The paper uses data associated to the #Via Francigena cultural route. It reflects upon the process of data integration and visualization, and geographical exploration to facilitate open-ended discovery akin to deep maps.
Abstract: An abundance of geographic information is hidden within texts and multimedia objects that has the potential to enrich our knowledge about the relationship between people and places. One such example is the geographic information embedded within user-generated content collected and curated by the social media giants. Such geographic data can be encoded either explicitly as geotags or implicitly as geographical references expressed as texts that comprise part of a title or image caption. To use such data for knowledge building there is a need for new mapping interfaces. These interfaces should support both data integration and visualization, and geographical exploration with open ended discovery. Based on a user scenario on the Via Francigena (a significant European cultural route), we set out to adapt an existing humanities interface to support social and spatial exploration of how the route is perceived.
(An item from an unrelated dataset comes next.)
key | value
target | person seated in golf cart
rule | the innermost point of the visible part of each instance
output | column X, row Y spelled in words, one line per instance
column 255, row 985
We adopted a thinking by doing approach to co-design an interdisciplinary prototype and discuss the six stages of activity, beginning with the definition of the use case and ending in experimentation with a working technology prototype. Through reflection on the process of tool modification and an in-depth exploration of the data encoding, we were better able to understand the strengths and limitations of the data, the tool, and the underlying workflows. This in-depth knowledge helped us to define a set of requirements for tools and data that will serve as a valuable contribution for those engaged in the design of deep mapping interfaces for place-based research.